しかも、それでいて結局またしても重くなってしまいましたし…。
出だしに書いた今話のテーマな『捻くれ八幡流ひねくれ理論』が良くなかったのかもしれませんね。反省。
――なんか俺には判断がつかないが、由比ヶ浜と喧嘩したことになってしまうっぽい趣旨の発言を俺がしてしまってたらしいので、気まずさを紛らわすため今日は過去の話をしようと思う。
・・・そう、あれは俺が無理やり入部させられた奉仕部に自主志願して入ってきた由比ヶ浜が加わってから数日が経過した、ある昼休み中での出来事だった。
その日は雨が降っていたせいで行くところがなくなっていた俺は、仕方なく教室でコンビニパンをもっしゃもっしゃと食んでいた。
いつもなら昼食にピッタリなベストプライス空間で飯を食う俺だけど、さすがに濡れながら飯を食う趣味はないし、雨の日の昼休みを一人で過ごす用にもってきていた小説やマンガは、昨日部室に読みさしの状態で置いてきてしまい手元にない。
こうなると一人、ボンヤリと物事について考えながら自己完結前提の、他人から見りゃ自己満足思考に沈むぐらいしかやることがなくなってしまう。それぐらいに暇を持て余していた。
・・・しかし、いつも思うことだが一人で過ごす時間が長いと自然といろいろなことが自分の中で考えてしまうな。
たとえば今、教室の前方で固まっている彼らとかについてだ。
「ちょおま、ハンマーとか!」
「ガンランスでジェノサイド余裕でした^^」
確か小田とか田原とか言うクラスメイト男子二人が、PSPを持ち寄りアドホックで狩りをしている。

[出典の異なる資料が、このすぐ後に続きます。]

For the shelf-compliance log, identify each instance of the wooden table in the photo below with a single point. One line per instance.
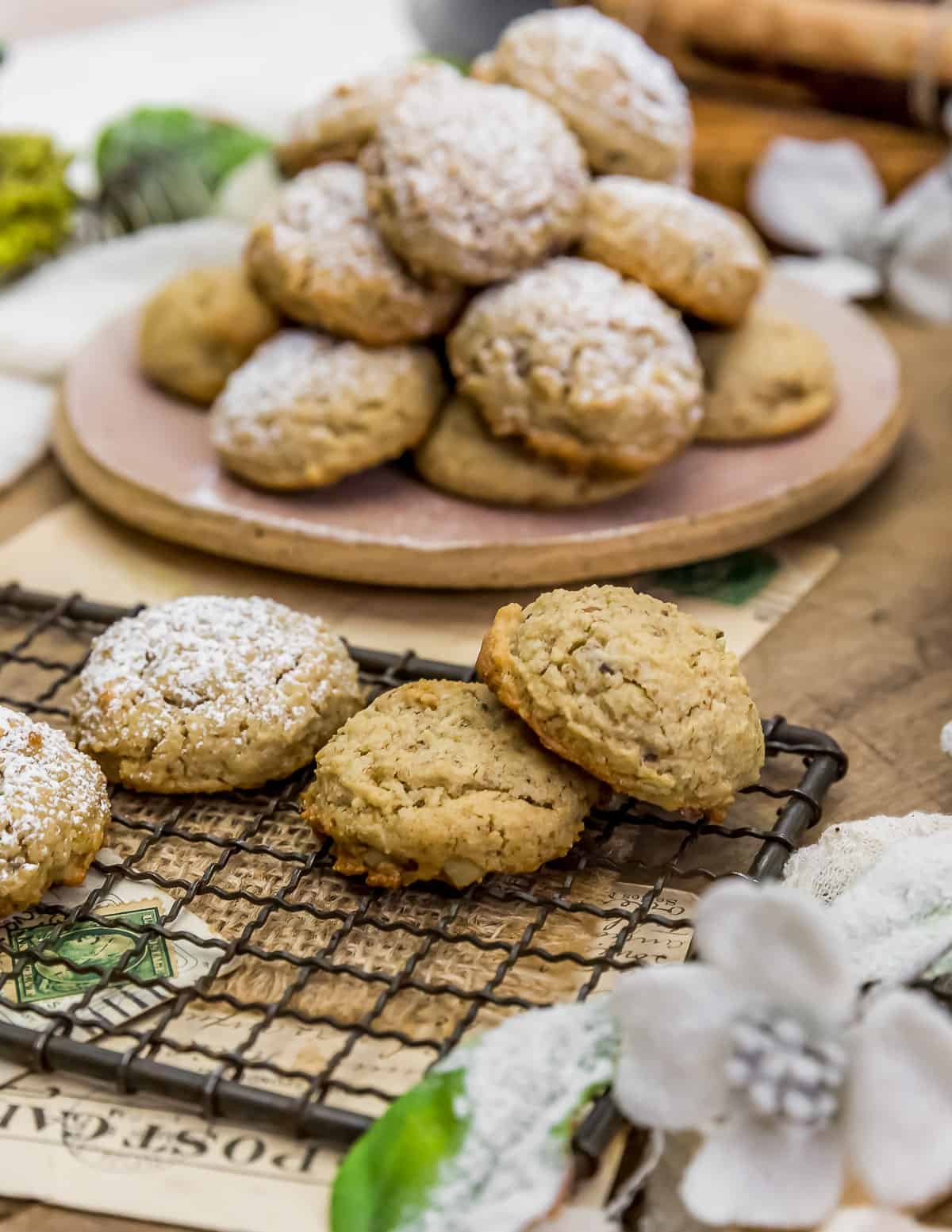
(867, 654)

いや、もしかしたら田中だったかもしれないし田辺だったかもしれないが、まぁ名字のどっかに『田』が付いてるヤツらだ。
日本全国には無数にいるだろうし、学校中どころかクラス内でだけ探しても他に当てはまる奴いるかもしれないけど、別に重要でも何でもないヤツらだから覚えてないだけだしテキトーでいいだろう。どーせ相手も俺のことは『ヒキなんとか君』ぐらいにしか覚えてないだろうから気にする必要性は微塵もない。
その田中だか田辺だか田原だか、たぶん田の付く二人が楽しそうに俺もやってるゲームをプレイしながら話もしている姿を見ていると俺は考えてしまうのだ。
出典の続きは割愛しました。